Almeno finché non arriva una telefonata foriera di cattive notizie. Neil, Alice (Tim Roth e Charlotte Gainsburg) e i figli di quest’ultima sono costretti a fare i bagagli e tornare rapidamente in Europa. All’aeroporto però, Neil finge di aver perso il passaporto. Rimarrà ad Acapulco, questa volta nei quartieri dei locals, tra menzogne alla famiglia e birre in riva al mare. Fuori dal circuito turistico a cinque stelle, la città è ben diversa: il calore della popolazione locale si alterna a improvvise esplosioni di violenza che non fanno ormai più scalpore.
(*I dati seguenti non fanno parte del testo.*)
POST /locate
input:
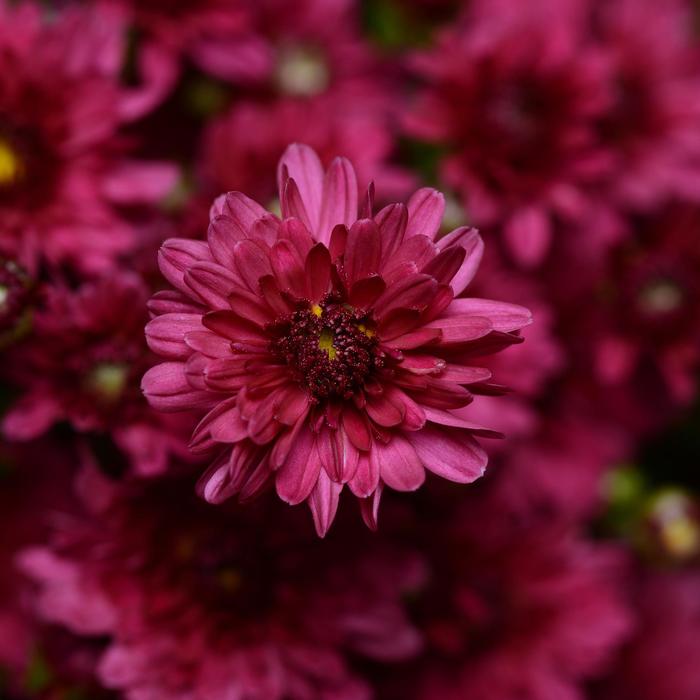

Dopo Nuevo Orden, Gran Premio della giuria alla Mostra del Cinema di Venezia 2020, Michel Franco torna a raccontare conflitti e disuguaglianze nel Messico di oggi. Lo fa questa volta partendo da un’esperienza personale – un tentativo di rapina subito, per fortuna senza gravi conseguenze, proprio ad Acapulco – con il consueto rigore stilistico, costruendo una vicenda allo stesso tempo enigmatica e lineare.
In Sundown tutto sembra così esplicito e allo stesso tempo non detto. Assistiamo incuriositi e impotenti al percorso misterioso intrapreso da Neil per accorgerci che, in fondo, ciò che lo spinge a comportarsi in questo modo non è così importante. Il controllo, così come la libertà, è un’illusione, solo più amara per i milionari abituati a ottenere sempre quello che vogliono.
Franco costruisce un racconto silenzioso e quasi privo di dialoghi in cui la purezza delle immagini si contrappone alla supposta indolenza del protagonista, in realtà quasi ascetico interprete di una contemporaneità in cui tutto è normalizzato e nulla scalfisce la superficie. Ma se la narrazione diventa quasi ipnotica nella sua ripetitiva linearità, in Sundown la complessità del contesto fatica a emergere, in parte deviata da alcune soluzioni “a effetto” che intervengono nel finale senza aggiungere molto alla storia.
Un film politico e intrigante nei presupposti che però non riesce a emanciparsi da un’essenzialità eccessiva.